Truthfully, all this stuff is great to talk about and ponder and discuss and blog about but at the end of the day these teaching are what will fucking save us in that they tell us that they can never save us, but instead, we can learn to fully be in it, whatever it is. We can learn not to strive. We can learn to stop trying to re-create the moment we had last Tuesday when we felt so happy. So much of the pain I experienced was because I was so damn stubborn trying to get the mother back that I used to have. I cannot have that mother anymore. That mother is gone. The mother I have now changes from second to second and she is pretty fascinating and while sometimes exasperating utterly real. And if I am not present, I will miss it. I will miss all the moments now.
He says, too, in "Cutting Through Spiritual Mateirialism", "Being open does not mean being unresponsive. It means being free to do whatever is called for in a given situaion. ....You neither care nor do not care. You are just there."
This pisses me off, makes me sigh, makes me feel like a failure. How can I not care? I care all the time. I wonder, is it my karmic baggage that makes me care? Perhaps this time around I'm learning to let that go and next time will be easier? Perhaps for others now it's easier to not care?

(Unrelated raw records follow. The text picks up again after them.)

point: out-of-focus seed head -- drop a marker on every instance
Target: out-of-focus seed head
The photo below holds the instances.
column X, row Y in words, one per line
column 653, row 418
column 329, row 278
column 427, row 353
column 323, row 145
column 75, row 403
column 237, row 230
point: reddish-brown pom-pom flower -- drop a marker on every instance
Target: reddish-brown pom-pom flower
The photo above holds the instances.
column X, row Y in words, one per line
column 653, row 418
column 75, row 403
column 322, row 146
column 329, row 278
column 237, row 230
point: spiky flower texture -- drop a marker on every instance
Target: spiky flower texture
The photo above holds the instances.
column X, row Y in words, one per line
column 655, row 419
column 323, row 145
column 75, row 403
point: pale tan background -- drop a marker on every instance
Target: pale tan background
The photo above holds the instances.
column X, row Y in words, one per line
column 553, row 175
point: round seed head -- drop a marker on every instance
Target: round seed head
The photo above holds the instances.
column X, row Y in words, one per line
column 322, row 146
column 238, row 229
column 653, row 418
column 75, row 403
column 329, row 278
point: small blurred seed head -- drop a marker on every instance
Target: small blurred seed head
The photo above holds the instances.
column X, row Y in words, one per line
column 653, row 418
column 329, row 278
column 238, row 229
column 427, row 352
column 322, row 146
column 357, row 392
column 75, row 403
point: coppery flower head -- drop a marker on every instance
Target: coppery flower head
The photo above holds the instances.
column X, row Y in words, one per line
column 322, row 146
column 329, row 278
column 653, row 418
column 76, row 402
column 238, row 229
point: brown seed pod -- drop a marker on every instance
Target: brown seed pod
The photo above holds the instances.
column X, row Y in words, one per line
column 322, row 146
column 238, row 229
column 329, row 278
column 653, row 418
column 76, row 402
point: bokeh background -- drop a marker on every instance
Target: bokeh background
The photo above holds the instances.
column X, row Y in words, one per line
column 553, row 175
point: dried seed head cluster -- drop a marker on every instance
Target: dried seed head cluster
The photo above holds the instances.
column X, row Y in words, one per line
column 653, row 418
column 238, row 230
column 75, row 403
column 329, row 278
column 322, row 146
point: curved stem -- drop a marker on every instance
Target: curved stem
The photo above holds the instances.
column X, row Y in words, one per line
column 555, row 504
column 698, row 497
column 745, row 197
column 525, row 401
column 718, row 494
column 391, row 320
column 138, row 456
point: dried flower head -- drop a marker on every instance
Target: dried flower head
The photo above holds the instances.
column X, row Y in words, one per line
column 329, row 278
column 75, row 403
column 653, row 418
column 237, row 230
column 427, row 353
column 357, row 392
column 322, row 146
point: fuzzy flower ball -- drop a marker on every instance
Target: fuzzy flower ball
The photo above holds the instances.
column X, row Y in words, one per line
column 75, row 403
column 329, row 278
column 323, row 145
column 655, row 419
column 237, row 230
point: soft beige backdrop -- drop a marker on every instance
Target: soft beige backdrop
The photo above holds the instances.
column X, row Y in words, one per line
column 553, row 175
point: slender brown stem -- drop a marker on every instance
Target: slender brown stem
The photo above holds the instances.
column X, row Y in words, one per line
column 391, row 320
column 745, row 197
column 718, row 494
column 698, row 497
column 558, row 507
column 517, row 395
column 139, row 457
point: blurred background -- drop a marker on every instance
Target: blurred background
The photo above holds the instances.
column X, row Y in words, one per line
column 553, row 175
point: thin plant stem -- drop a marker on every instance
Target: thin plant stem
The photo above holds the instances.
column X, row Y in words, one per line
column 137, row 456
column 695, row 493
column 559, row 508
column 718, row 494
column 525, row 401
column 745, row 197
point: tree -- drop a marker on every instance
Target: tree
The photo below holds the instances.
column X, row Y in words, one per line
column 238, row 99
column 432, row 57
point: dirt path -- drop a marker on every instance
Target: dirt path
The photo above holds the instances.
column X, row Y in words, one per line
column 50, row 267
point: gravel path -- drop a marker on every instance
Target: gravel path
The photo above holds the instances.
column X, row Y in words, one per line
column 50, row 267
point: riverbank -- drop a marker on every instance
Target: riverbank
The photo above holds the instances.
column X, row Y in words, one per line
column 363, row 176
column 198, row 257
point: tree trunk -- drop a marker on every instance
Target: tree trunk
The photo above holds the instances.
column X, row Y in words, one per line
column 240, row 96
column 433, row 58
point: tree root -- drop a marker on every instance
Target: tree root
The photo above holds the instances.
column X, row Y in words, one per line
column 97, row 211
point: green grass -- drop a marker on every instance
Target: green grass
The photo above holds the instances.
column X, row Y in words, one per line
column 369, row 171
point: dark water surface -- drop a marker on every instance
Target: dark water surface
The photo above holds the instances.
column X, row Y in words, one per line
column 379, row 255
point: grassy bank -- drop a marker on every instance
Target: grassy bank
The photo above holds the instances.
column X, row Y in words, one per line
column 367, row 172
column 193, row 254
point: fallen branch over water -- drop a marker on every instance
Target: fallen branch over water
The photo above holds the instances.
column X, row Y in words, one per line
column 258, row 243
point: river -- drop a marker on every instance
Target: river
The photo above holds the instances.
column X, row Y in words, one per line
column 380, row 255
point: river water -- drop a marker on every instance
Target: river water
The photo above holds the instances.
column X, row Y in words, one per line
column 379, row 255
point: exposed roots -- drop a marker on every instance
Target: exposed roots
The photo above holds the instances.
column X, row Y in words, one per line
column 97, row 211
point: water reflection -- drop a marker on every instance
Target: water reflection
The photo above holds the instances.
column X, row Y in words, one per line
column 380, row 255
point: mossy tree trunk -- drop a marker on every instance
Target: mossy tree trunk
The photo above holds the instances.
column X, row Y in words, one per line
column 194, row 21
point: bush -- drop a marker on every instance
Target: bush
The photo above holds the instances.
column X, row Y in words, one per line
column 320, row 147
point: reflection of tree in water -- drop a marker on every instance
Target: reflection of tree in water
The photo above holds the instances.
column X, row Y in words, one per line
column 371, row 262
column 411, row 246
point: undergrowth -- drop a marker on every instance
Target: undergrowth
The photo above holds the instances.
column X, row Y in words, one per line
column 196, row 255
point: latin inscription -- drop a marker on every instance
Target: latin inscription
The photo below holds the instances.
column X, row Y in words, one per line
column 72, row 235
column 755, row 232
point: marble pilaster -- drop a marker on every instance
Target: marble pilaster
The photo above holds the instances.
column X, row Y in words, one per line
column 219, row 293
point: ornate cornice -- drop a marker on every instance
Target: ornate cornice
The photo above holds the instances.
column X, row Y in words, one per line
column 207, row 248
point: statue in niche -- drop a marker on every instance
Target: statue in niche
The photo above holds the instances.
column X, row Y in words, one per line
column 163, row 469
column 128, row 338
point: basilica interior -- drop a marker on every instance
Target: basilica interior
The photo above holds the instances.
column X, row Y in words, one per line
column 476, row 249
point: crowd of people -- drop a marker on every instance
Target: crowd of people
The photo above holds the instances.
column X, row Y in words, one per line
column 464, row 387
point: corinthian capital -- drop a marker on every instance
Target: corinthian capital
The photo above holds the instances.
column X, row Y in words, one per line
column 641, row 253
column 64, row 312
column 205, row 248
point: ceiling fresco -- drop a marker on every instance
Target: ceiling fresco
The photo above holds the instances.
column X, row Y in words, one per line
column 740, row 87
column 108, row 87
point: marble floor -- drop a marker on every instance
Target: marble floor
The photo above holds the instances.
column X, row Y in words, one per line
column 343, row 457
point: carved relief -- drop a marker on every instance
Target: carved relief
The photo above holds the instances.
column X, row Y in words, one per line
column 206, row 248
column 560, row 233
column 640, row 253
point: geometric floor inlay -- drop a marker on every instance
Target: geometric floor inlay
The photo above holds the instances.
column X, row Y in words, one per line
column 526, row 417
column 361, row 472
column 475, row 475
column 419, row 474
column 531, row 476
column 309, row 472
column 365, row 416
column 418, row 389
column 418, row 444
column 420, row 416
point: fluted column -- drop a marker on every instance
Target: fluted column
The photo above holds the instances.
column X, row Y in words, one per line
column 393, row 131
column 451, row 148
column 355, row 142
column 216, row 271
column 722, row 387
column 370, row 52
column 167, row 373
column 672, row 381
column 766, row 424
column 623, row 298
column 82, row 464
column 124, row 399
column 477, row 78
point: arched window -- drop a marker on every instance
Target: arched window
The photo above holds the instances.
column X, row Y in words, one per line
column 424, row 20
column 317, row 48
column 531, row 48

I wonder, too, if Trungpa Rinpoche totally lived out what he preached, in terms of his own mind. It's not for me to know. What I do think, though, is that perhaps he did not fully own the great responsibility to care for those who looked to him as gate-keeper to the path; not sure if he fully owned the fact that he had the power to crush a person and that many of his decisions probably did hurt a lot of people. Yet, again, here lies the contradicion. What came to me and led me to sit down and write this is that I think maybe we must stop looking for a person, relationship, world where there aren't contradictions. We are all hurting and wanting to love and be loved in ways that could never be written or spoken. Does that make our attempts to love or our discipline to watch our minds any less valid? I think not.
I thank Chogyam Trungpa for not being perfect. He fought the good fight. His books and the stories passed on to us by those who knew him are his wish for us to supass him. Isn't that what all great teachers hope for their students?